How can I use wildcard characters in CONTAINS?

CONTAINS supports the use of wildcard characters, but only at the end of a prefix. For instance, you can search for ‘comput*’ to find ‘computer’, ‘computing’, ‘computed’, etc. However, you cannot use a wildcard at the beginning or in the middle of a word.

Can I use logical operators with FREETEXT?

No, FREETEXT does not support the use of logical operators. If you need to use logical operators in your full-text search, consider using CONTAINS instead.

How does SQL Server Full-Text Search handle inflectional forms of a word?

SQL Server Full-Text Search can handle inflectional forms of a word.
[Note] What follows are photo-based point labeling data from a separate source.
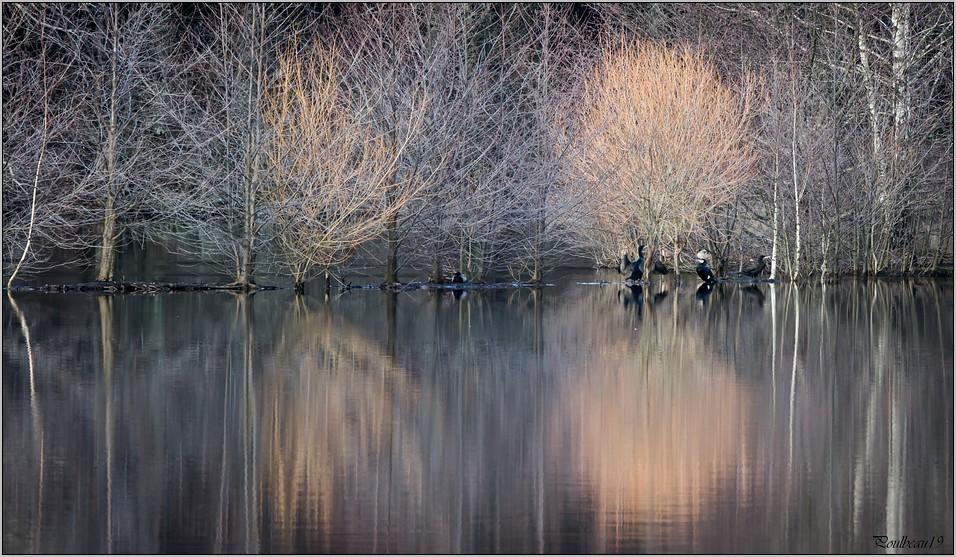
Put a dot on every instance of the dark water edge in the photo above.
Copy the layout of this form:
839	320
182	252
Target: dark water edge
574	418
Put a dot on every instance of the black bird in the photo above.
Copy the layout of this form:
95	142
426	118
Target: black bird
634	270
757	268
625	263
704	272
633	295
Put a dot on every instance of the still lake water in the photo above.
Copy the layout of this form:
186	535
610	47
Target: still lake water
577	418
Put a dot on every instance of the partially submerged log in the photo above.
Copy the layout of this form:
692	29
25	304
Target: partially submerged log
399	287
113	287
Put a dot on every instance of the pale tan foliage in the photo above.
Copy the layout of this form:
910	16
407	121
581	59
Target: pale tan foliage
336	178
669	143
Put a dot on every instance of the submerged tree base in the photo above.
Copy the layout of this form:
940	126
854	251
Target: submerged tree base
112	287
395	287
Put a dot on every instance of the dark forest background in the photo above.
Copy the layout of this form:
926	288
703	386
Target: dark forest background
496	139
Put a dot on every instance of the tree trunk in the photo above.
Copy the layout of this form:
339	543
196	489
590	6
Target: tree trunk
108	247
437	275
110	225
391	257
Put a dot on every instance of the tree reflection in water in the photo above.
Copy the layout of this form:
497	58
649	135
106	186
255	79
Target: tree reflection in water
573	418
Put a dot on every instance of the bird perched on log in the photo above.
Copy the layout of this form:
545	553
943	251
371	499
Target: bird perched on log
757	268
703	271
633	270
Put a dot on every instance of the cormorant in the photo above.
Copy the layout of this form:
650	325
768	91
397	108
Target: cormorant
634	270
756	269
633	295
704	272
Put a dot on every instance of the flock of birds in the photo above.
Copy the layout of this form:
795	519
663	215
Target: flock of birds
634	270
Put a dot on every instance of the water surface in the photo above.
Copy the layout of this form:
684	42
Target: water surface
575	418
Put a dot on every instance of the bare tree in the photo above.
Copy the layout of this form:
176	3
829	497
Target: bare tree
670	144
220	206
334	175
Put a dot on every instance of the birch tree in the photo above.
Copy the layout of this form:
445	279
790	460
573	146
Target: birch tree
669	144
334	176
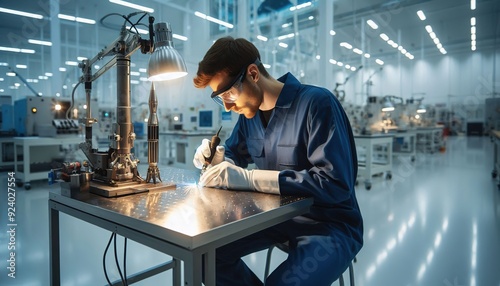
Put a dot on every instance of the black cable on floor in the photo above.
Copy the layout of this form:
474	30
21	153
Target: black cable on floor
118	264
104	258
125	260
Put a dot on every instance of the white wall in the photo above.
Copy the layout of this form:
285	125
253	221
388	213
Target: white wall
467	78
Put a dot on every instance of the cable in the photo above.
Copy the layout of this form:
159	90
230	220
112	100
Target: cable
104	258
118	264
72	101
125	260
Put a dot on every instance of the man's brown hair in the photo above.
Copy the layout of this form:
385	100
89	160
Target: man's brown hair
227	55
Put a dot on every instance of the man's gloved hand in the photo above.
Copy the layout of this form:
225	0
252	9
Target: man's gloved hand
228	176
204	151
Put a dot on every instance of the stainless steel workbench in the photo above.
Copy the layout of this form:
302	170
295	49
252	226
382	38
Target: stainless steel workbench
186	222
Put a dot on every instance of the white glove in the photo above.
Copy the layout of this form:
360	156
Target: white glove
203	151
228	176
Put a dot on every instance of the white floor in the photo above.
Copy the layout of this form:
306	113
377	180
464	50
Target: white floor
436	222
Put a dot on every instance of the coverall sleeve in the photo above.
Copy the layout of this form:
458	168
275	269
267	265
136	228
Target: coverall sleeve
331	152
236	147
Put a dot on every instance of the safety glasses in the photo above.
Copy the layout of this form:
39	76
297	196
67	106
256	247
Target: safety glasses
231	92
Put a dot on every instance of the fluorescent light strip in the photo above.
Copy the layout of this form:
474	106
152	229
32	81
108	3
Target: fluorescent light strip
212	19
421	15
473	33
21	13
76	19
289	36
132	5
435	39
71	63
300	6
372	24
262	38
38	42
17	50
346	45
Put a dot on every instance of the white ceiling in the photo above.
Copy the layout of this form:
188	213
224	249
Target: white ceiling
450	20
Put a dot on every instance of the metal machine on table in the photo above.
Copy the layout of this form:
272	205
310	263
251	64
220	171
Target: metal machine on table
114	172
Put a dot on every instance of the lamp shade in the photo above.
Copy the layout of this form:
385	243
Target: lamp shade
387	105
165	63
421	108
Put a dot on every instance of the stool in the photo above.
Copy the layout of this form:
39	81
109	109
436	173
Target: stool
284	247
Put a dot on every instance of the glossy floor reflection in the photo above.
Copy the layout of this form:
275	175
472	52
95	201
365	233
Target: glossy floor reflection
436	222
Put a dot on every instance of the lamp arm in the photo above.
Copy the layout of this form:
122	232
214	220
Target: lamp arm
125	45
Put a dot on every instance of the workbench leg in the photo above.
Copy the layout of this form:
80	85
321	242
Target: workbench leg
176	272
54	247
209	264
192	271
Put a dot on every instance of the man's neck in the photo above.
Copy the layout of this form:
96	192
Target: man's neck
272	89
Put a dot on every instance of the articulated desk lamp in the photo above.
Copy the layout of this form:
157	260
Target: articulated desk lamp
115	171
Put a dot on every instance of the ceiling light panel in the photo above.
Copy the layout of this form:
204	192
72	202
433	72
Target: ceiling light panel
132	5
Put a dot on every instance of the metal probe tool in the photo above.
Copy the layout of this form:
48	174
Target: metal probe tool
213	148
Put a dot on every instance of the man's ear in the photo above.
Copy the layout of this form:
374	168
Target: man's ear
254	72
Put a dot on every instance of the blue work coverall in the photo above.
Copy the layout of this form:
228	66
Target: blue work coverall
310	141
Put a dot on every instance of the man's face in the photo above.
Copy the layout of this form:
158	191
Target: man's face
243	97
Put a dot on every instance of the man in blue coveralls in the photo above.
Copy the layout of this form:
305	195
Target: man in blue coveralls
301	142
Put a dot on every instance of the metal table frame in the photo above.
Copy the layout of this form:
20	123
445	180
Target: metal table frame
192	249
409	138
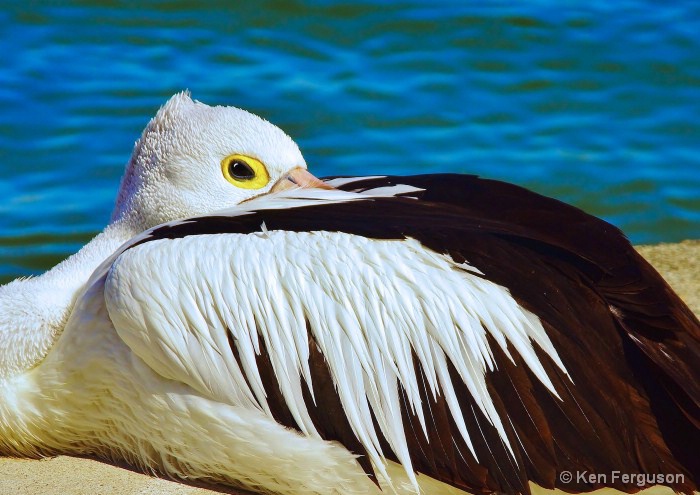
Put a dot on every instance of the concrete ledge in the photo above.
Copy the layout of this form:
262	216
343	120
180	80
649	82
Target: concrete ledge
678	263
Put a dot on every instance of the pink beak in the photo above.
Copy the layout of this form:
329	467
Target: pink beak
298	177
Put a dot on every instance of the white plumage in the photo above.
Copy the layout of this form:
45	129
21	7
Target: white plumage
198	354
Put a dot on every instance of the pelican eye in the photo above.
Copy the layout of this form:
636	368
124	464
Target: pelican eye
245	171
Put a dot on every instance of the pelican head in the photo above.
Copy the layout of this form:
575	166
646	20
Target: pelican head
193	159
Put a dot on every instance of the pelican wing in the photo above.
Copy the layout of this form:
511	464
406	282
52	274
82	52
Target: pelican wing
458	330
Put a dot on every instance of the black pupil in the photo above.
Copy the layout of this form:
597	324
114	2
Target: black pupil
240	170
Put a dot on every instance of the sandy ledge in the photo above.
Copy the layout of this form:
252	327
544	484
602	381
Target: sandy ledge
678	263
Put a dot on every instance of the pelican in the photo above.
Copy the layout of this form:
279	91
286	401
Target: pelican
241	322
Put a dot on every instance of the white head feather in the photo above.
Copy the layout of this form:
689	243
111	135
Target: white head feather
175	170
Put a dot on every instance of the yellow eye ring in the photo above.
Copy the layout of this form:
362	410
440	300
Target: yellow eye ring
245	172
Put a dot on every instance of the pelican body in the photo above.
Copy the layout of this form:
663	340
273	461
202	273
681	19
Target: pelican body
241	322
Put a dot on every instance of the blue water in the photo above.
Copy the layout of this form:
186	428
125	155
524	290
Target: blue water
593	102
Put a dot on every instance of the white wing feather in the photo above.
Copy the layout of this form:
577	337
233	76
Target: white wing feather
370	304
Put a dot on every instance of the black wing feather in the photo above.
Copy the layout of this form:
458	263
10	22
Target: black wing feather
631	346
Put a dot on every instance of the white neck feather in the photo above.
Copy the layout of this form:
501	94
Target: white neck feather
33	311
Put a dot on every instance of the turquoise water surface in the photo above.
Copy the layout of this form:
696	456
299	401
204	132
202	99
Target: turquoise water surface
593	102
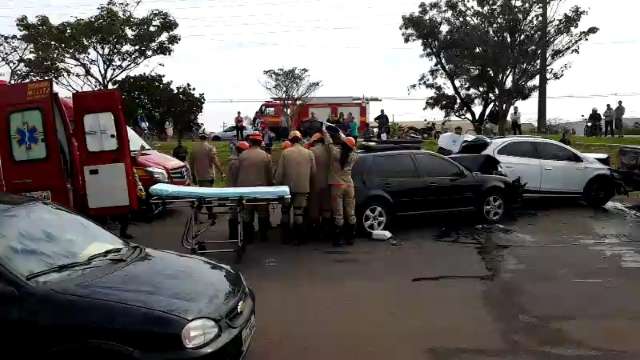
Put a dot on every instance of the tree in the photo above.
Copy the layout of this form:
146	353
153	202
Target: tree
156	98
95	52
290	87
13	52
487	52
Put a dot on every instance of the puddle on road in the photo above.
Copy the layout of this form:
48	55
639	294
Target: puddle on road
482	238
621	208
629	258
336	252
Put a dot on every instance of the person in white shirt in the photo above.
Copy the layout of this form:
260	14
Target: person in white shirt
516	125
168	128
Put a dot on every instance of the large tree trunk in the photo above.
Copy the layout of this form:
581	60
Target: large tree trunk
502	122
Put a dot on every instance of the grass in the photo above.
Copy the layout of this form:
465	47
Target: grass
583	144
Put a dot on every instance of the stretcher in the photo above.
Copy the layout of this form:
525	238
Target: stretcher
207	204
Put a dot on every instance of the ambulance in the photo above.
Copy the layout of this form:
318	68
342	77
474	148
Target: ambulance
75	153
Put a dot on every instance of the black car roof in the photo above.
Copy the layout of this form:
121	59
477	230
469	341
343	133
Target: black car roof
393	152
8	199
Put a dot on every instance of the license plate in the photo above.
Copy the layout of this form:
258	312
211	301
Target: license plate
247	333
42	195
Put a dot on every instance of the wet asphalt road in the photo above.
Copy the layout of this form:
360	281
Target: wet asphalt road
557	281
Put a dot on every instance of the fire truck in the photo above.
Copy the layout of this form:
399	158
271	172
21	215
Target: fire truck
272	112
76	153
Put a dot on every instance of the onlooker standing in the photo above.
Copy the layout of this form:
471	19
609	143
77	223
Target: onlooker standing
204	163
491	125
234	162
608	120
296	168
383	123
565	139
619	117
168	128
284	124
352	126
596	122
341	159
267	137
239	121
180	152
256	119
516	125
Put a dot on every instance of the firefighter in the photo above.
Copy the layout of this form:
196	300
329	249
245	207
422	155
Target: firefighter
320	197
295	169
233	182
342	156
254	169
285	145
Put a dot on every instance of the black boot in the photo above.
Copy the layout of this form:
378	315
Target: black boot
337	236
325	228
248	232
285	233
349	233
263	229
233	229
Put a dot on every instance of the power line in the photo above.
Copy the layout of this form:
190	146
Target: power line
401	98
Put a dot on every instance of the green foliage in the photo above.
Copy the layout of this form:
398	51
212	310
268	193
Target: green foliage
13	51
95	52
151	95
394	130
487	52
290	86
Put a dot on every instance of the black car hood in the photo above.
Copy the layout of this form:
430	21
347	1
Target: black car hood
177	284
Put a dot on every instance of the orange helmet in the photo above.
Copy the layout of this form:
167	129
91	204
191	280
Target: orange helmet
295	133
316	137
351	142
256	135
242	145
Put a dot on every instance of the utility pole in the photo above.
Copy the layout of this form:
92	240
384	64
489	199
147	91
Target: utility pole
542	92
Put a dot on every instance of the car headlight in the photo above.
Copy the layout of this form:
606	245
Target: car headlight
199	333
158	174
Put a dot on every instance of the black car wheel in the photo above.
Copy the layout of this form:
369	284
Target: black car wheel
493	206
375	216
598	192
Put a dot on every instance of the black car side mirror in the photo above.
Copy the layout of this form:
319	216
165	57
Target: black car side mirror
7	293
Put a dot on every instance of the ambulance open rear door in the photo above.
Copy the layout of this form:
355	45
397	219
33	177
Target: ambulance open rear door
105	158
34	151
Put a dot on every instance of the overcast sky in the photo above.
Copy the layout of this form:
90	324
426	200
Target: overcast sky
354	47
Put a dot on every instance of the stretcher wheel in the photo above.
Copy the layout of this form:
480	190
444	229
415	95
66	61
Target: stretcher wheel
239	254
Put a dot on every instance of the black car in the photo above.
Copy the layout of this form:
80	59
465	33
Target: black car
391	183
72	289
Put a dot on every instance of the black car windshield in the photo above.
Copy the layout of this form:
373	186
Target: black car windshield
135	141
36	237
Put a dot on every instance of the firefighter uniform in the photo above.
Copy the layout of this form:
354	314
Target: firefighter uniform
233	182
254	169
295	169
342	190
320	196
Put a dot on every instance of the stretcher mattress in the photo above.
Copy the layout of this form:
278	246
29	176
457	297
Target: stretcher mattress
168	191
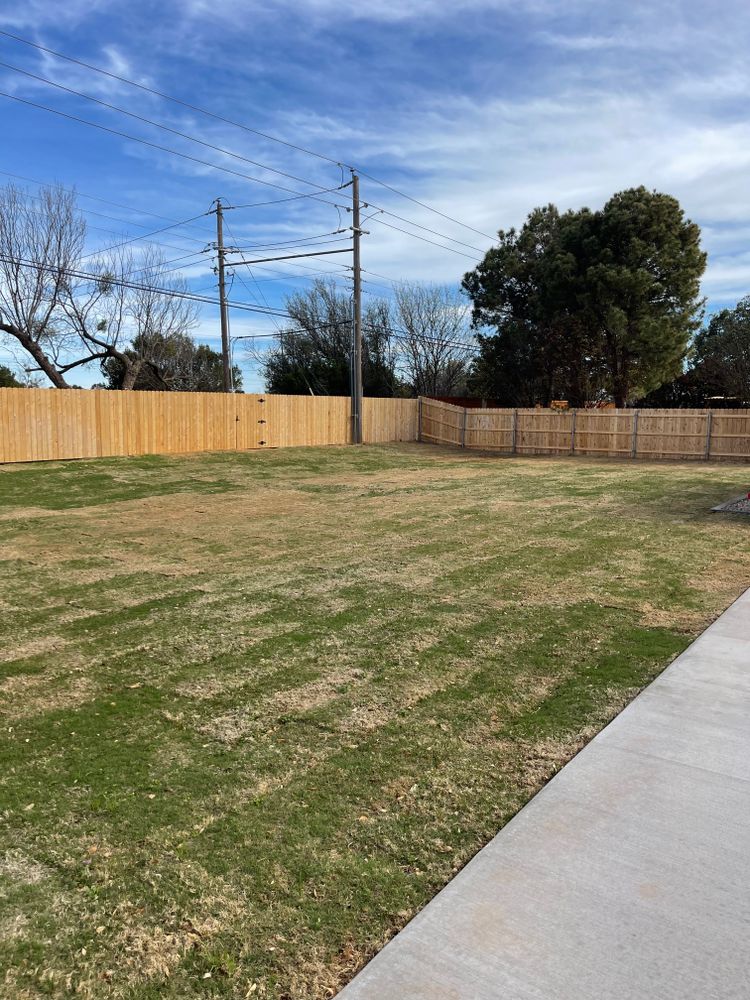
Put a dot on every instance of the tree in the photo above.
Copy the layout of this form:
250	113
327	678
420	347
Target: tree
528	288
65	309
590	302
434	337
8	380
313	353
643	265
171	362
722	352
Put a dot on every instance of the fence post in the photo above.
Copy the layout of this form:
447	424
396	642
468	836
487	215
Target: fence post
573	434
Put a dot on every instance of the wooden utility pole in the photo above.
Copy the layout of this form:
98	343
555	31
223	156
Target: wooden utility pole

For instance, if you search for ‘run’, it can also find ‘runs’, ‘running’, ‘ran’, etc. This is particularly useful when you want to search for all variations of a word.

What is the performance impact of using SQL Server Full-Text Search?

SQL Server Full-Text Search can have a significant impact on performance, especially if you’re searching large amounts of data. However, you can mitigate this by carefully designing your full-text index and regularly maintaining it.

How can I improve the performance of my SQL Server Full-Text Search?

There are several ways to improve the performance of your SQL Server Full-Text Search. These include optimizing your full-text index, limiting the number of rows returned by your queries, and using a CONTAINSTABLE or FREETEXTTABLE function to rank the results of your search.

Can I use SQL Server Full-Text Search with other languages?

Yes, SQL Server Full-Text Search supports multiple languages. You can specify the language when you create your full-text index.

How does SQL Server Full-Text Search handle noise words or stop words?

SQL Server Full-Text Search ignores noise words or stop words, such as ‘the’, ‘is’, ‘and’, etc. These words are filtered out during the indexing process to improve performance.

Can I customize the list of noise words or stop words in SQL Server Full-Text Search?

Yes, you can customize the list of noise words or stop words in SQL Server Full-Text Search. You can add or remove words from the stoplist as per your requirements.

How can I troubleshoot issues with SQL Server Full-Text Search?

SQL Server provides several tools and techniques to troubleshoot issues with Full-Text Search. These include using the Full-Text Indexing Wizard, checking the error logs, and using the sys.dm_fts_index_keywords system function to view the keywords in your full-text index.